С известной долей приблизительности можно утверждать, что «наша» вечность была провозглашена за несколько лет до того, как хроническая болезнь желудка окончательно добила Марка Аврелия; родина удивительного документа – берег Фурвьер, тогда именуемый Forum Vкtus, a сегодня славящийся своим фуникулером и базиликой. Эта успокоительная вечность, в отличие от церковного сана ее учредителя, епископа Иринея, – не очередное священническое облачение или церковная реликвия, но грозный приговор и карающий меч. От двух бесспорных посылок: Слово исходит от Бога-отца, Святой Дух – от Бога-отца и Слова – гностики взяли и умозаключили, что Бог-отец предшествует Слову, и оба они – Святому Духу. Такое умозаключение расщепило Троицу. Тогда Ириней поправил: двусторонний процесс (Отец порождает Сына, оба они порождают Святой Дух) совершается не в каком-то одном временном измерении – прошедшем, настоящем или будущем, – но во всех трех одновременно. Поправку канонизировали; сегодня она считается догмой.

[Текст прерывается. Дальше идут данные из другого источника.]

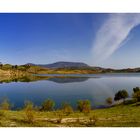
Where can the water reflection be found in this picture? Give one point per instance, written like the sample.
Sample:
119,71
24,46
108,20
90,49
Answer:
70,89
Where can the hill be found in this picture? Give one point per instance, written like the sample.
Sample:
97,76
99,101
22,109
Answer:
62,64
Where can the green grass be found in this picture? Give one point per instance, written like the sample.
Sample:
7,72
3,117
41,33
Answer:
118,116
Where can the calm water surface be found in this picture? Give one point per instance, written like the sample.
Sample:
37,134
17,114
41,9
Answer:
94,87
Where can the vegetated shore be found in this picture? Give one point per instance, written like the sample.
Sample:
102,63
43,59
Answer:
117,116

Так была провозглашена вечность, с которой ранее едва ли бы согласился даже сомнительного авторства платоновский текст. Ныне проблема взаимосвязи и разграничения трех ипостасей божества никому не придет в голову, а раз так, то и ответ здесь вряд ли возможен; однако смысла своего она не утрачивает – хотя бы потому, что сулит надежду: «Aeternitas est merum hodie, est immediata et lucida fruitio rerum infinitarum» [18]. Не ослабевает и нравственно-полемическая острота споров о Троице.
Сегодня католики-миряне считают ее соединением в высшей степени безупречным – и в высшей степени тоскливым; либералы – никчемным богословским цербером, суеверием, отменить которое призваны передовые республиканцы. Троица, понятное дело, выше подобных утверждений. Стоит ее представить себе сразу, как цело-купный образ, включающий отца, сына и дух, – и она покажется чем-то вроде интеллектуального уродца, монстра, который мог привидеться разве что в страшном сне. Ад – не более чем насилие над плотью; но мнимая, давящая бесконечность триединого лика пугает воображение подобно наставленным друг на друга зеркалам. Пересечением прозрачных, разноцветных кругов воображал Троицу Данте. Клубком пестрых переплетающихся змей – Донн. «Toto coruscat trinitas mysterio», – писал св. Паулин, – «Неисповедимой тайной сияет Троица».